Data Classification and Categorization

Data Classification

types of classification:

state
use
importance

classification is for risk management - reduce costs associated with protecting data

match level of protection and cost with value of asset

Data States

at rest
being created
in transit
being changed/deleted

data storage location should be considered as well

Data usage

determining how it is used can help determine how it should be shared (or not)

Usage classifications

Internal - created, computed, stored (in memory) within application
Input - read into system and possibly stored
Output - written to output destination

Sensitivity categories

Security-sensitive - subset of data, very valuable to attacker
PII
Hidden - concealed using obfuscation to protect from unauthorized disclosure

Data Risk Impact

📝 labeled according to risk if lost (high, medium, low)
will differ from firm to firm
📝 impact considerations include cost, operation impact, people impact, customer impact

Data ownership

data is not owned by a person, it is owned by the enterprise
data is assigned to people for stewardship/ownership for practical reasons
ownership is business driven

Owner

acts in the interests of the enterprise
determines who has what access
owner != custodian (e.g.
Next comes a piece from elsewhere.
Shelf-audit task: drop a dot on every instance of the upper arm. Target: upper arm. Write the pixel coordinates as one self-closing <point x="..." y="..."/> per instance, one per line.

CFO owns accounting records but DBA can make direct changes)
📝 data owners define data classification, authorized users, access criteria, and security controls

Custodian

ensure processes safely transport, manipulate, and store data
ensure data management processes (set by owner) are followed
📝 perform backups, data retention, disposal
📝 manage anything else (e.g. security controls) defined by owner
custodians may not need read access

Labeling

Sensitivity

built around business purpose

Impact

wider concern than sensitivity
includes loss, disclosure, and alteration
three levels (high, medium or moderate, low) - each level should be clearly defined
📝 NIST FIPS 199 and SP 800-18 provide framework for classifying based on CIA

Clearly Defining levels

high: set high enough that a small number of data elements are included
financial limits and customer impact vary, each company needs to decide for itself

Types of data

Structured

has a defined structure that can be parsed, sorted, searched
📝 is not determined by where it is stored, but how
- 📝 look for relationships between data elements

examples:

tables in a database
formatted file structures
XML
JSON
certain text files like log files

Unstructured

not easily parsed/searched
more difficult to modify outside originating application (word docs, pdfs)
majority of data is unstructured

Data lifecycle

cost of storing data is still a resource issue despite lower costs
must be managed from backup, business continuity, disaster recovery perspective

Generation

if data is going to be persistent, need to label, classify, protect

Retention

if retained, must have metadata defined such as:

data owner
purpose of storing
level of protection
length of storage (retention policy)

protection must also consider how to protect backups and copies for DR

System logs: are considered important from a legal/compliance perspective, often have sensitive info that needs to be protected

Disposal

primary purposes of disposal:

conserve resources
limit liabilities

📝 Length of storage is determined by:

business purpose
compliance

Legal hold data is not subject to normal disposal procedures